0001) (Table 1). Of the resistance mutations detected in the 61 patients with sequenced virus (of the 69 selected patients) at the therapy-naïve stage, 90% were present in CD4 cells and 66% HER2 inhibitor in the plasma. Fifty-five per cent of PR mutations (n=20) and 56% of RT mutations (n=9) were present simultaneously in CD4 cells and plasma. The proportion of mutations detected in the DNA and the proportion detected with standard RNA genotyping were statistically significantly different by the χ2 test (P<0.0001). We can therefore conclude that the difference in detected mutations is not attributable to chance. The kappa
coefficient was 0.71, which means that there was substantial agreement between the two methods in naïve patients . One patient (patient 7) had the M46L PR key mutation click here in both plasma and cells, while patient 33 had the M46M/I mixed population only in the plasma (3% of 61 patients). The M46I or L mutation confers
high resistance to indinavir (IDV). Eight per cent of patients (n=61) had at least one RT mutation in the plasma while 15% had at least one RT resistance mutation in CD4 cells. Seven key mutations were detected in different patients (11.5% of the 61 patients and 10% of all included patients) and four of these (M184M/V, M184M/I, K103K/N and M46M/I) were only found in the cells (data shown for followed patients). For the 40 patients with follow-up samples (see Tables 2 and 4 below), three of the key mutations detected at the naïve stage were present in the RT and PR genes (M46L, M46M/I and K103K/N) of patients 7, 33 and 37. The K103K/N mixed population was not found in the plasma. One treatment-naïve patient
(patient 9 in Table 3) had virus with an RT resistance profile (67N, 70R and 219Q) in both CD4 cells and plasma. Global analysis of the resistance revealed identical results in 93% of CD4 cells and plasma. Twenty-five patients remained therapy naïve, and eight of these untreated patients were followed. The genotyping results for both the RT and the PR resistance mutations in plasma and CD4 cells from these patients are shown in Table 2. One of the eight patients had one revertant RT resistance mutation (T215L Florfenicol in patient 7), while two patients had a PR mutation, including one key mutation (M46L in patient 7).
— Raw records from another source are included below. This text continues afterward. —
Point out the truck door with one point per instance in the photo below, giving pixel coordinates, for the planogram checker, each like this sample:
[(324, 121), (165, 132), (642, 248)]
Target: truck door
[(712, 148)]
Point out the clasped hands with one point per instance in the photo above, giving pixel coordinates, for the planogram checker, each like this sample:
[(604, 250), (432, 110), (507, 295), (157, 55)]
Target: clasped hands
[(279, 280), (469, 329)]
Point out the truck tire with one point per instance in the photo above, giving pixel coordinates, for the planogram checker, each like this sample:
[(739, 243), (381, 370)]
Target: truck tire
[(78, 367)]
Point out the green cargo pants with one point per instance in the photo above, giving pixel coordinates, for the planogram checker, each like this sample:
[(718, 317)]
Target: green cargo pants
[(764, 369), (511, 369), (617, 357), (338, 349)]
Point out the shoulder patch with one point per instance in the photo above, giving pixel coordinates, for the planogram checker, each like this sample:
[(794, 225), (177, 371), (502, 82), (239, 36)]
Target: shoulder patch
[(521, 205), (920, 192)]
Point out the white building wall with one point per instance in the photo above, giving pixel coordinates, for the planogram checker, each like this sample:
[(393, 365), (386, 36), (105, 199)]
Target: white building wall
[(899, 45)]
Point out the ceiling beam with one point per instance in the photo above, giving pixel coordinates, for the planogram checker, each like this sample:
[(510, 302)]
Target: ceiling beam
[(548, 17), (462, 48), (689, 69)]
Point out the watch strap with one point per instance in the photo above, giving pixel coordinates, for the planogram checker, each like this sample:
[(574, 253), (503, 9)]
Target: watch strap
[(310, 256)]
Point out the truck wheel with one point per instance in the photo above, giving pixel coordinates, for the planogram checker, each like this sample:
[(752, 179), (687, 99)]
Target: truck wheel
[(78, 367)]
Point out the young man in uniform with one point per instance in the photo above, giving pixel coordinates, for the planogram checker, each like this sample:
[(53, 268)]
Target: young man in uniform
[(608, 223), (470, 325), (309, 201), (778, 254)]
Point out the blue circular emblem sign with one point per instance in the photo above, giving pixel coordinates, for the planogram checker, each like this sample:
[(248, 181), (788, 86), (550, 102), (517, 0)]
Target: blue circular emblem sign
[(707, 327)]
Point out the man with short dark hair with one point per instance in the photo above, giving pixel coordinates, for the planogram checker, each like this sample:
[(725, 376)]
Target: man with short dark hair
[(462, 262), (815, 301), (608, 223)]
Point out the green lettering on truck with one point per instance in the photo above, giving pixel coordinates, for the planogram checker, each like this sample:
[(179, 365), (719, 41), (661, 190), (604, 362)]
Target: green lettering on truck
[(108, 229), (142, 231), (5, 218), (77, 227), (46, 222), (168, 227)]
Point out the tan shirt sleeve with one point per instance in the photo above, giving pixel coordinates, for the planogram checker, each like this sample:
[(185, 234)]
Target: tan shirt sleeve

Although one patient (patient 3) showed a new key RT mutation (M184I) after 12 months, which was present only in the cells, follow-up data for resistance mutations in the plasma and CD4 cells demonstrated stable mutation patterns. Patients 3 and 7 showed mutations in the second sample that were not detected in the first sample; this was probably a result of the known low sensitivity of direct sequencing for detecting minor populations. The genotyping results for RT and PR resistance mutations in plasma and CD4 cells from the NNRTI-treated patients are shown in Table 3.